At first everyone wanted a logo. Someone directed me to show Shorewood between a lake and a river, and she drew ripples to illustrate what to do. Since no one disagreed, I assumed that was my first assignment, and I wasn’t too happy about it! For a few weeks I played around with the idea in my wordrawing style, though someone else had told me not to include writing. Well, I always knew I’m not a logo-type.

Finally Tammy pointed out that that was just one person's suggestion, and I could do whatever I wanted. I decided leaves would make a good logo. So with Tammy's help, we modified an old drawing of mine of mulberry leaves as a prototype.
I figured it wouldn’t be a final logo since mulberries aren't native to Wisconsin. Actually I just researched that on google, and red mulberries with lobed leaves ARE native. However they’re considered invasive.

In any event, we needed a drawing for one side of the bag, and we settled on non-invasive native plants. Since it was winter, and no native plants were in bloom, I drew from photos in catalogues and online. After I'd done a series of flowers,


Tammy mentioned that maybe men wouldn't carry a bag with flowers on it. So I went back to leaves, the leaves of native plants.

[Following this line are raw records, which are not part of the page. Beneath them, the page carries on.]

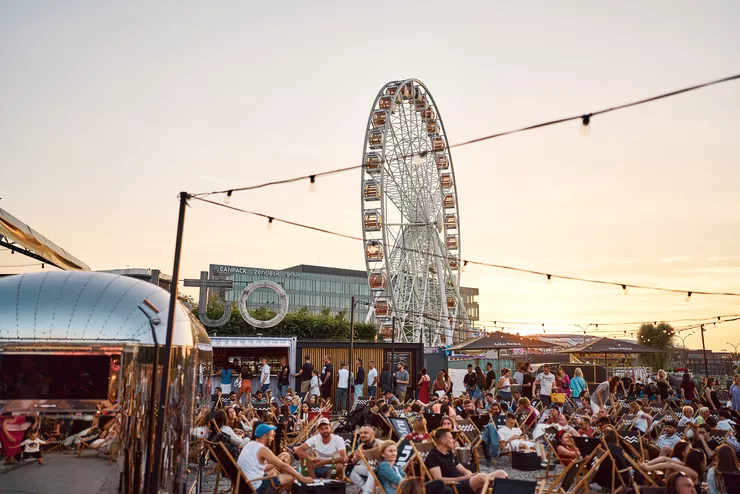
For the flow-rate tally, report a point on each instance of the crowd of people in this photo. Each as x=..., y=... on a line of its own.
x=547, y=415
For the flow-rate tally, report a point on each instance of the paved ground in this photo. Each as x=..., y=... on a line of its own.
x=62, y=474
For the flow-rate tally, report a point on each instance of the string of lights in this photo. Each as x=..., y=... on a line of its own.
x=549, y=276
x=584, y=118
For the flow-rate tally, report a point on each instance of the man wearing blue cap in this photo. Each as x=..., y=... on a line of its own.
x=256, y=458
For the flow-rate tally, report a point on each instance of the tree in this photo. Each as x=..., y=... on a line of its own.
x=659, y=337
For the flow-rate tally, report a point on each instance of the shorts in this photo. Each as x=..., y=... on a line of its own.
x=268, y=485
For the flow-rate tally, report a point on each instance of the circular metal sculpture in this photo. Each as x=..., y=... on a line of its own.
x=245, y=311
x=410, y=217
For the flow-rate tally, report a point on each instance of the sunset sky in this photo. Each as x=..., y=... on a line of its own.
x=108, y=111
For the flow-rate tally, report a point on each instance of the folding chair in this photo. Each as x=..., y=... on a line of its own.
x=226, y=463
x=732, y=482
x=371, y=458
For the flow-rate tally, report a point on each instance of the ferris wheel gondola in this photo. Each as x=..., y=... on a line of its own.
x=410, y=218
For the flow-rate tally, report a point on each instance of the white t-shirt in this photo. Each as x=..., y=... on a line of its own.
x=640, y=422
x=372, y=374
x=326, y=451
x=505, y=433
x=546, y=382
x=342, y=378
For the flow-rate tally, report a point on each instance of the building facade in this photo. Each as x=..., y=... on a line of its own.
x=313, y=287
x=718, y=363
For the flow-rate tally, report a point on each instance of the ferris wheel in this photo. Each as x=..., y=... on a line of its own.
x=410, y=218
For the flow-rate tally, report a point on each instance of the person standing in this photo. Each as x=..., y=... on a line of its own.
x=327, y=373
x=342, y=387
x=735, y=393
x=372, y=380
x=423, y=384
x=470, y=381
x=264, y=376
x=386, y=379
x=283, y=378
x=359, y=379
x=528, y=380
x=305, y=373
x=226, y=377
x=402, y=381
x=490, y=378
x=546, y=381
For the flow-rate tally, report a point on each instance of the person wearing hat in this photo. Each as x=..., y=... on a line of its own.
x=305, y=374
x=256, y=458
x=322, y=451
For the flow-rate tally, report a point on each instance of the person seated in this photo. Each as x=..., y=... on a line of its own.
x=233, y=441
x=389, y=475
x=442, y=465
x=390, y=398
x=584, y=427
x=566, y=449
x=329, y=451
x=725, y=422
x=513, y=439
x=359, y=475
x=256, y=460
x=418, y=432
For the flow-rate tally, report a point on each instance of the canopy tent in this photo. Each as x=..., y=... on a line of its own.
x=608, y=346
x=18, y=236
x=499, y=341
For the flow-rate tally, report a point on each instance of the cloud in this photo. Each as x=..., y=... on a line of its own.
x=676, y=259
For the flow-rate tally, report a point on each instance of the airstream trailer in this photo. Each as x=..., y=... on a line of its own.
x=70, y=341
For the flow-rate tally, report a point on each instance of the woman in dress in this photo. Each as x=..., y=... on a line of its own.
x=504, y=385
x=577, y=384
x=440, y=386
x=389, y=475
x=423, y=384
x=562, y=381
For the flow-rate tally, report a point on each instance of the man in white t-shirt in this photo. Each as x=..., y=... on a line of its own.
x=516, y=440
x=255, y=459
x=545, y=380
x=372, y=380
x=265, y=376
x=323, y=450
x=342, y=387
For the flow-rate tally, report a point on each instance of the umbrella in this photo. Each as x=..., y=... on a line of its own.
x=499, y=341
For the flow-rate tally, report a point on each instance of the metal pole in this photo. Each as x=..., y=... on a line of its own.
x=393, y=344
x=351, y=348
x=163, y=386
x=704, y=349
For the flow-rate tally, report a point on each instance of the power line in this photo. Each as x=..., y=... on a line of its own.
x=549, y=276
x=585, y=118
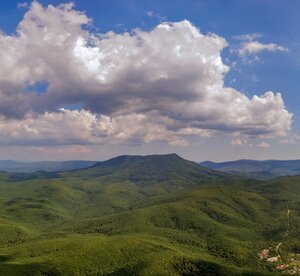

The plant I liked most was prairie smoke, which I knew I could never capture with a pen. One day I decided to give it a shot, did a quick drawing, emailed it to Tammy, and that's what ended up on the bag.

The bags finally arrived in Shorewood in June. It turned into a community project: dozens of volunteers collated inserts (our own inserts and twelve from our sponsors), stuffed the collated inserts into 6900 bags, and then delivered them in the pouring rain. And we even had international publicity!
 


 

ALL THE PLASTIC BAGS IN CHINA

By Suzanne Rosenblatt
Monday, Jul 14 2008, 03:20 PM

People use a plastic bag, and then what? Into the garbage, into the gutter, into the tree, into the sea. I’ve been thinking a lot about plastic bags recently. China actually banned them! So did San Francisco. And New York is thinking about it. I looked at the Reusable Bag website, which made me think even more about these airy objects that flutter through our lives for minutes or hours, then remain on earth forever.

I’m a member of the Shorewood Conservation Committee, and we, too, want to do something about the bag problem! For the past nine months we’ve been working on a major project: designing, getting sponsors for, and producing reusable bags to distribute to all 6900 households in Shorewood. And now we've finally come to the big moment, the distribution stage. Here's our plea for volunteers:

Awareness of the Shorewood Conservation Committee (the ConCom) is growing in the village and will really go through the roof when all 6900 households receive one of our reusable green bags on July 19th.

We've already collated and paper-clipped together 13 inserts for each of the bags, including one that introduces the ConCom and gives green hints. Now we need volunteers to stuff the bags with the collated inserts and to deliver them. Specifically, we need volunteers for the following:

Bag assembly:
Thursday, July 17th, 9:30 - 5:30, 6:30-8:30 Village Hall
Friday, July 18th, 9 - 5:30, Village Hall
Saturday, July 19th 8am-noon, Village Center North (lower level library)*This is a back-up shift only, please try to make one of the other two days.

Bag Delivery:
Saturday, July 19th, 9-5, Village Center North (lower level library). We hope you'll come early and stay as long as you can! Volunteers will arrive throughout the day.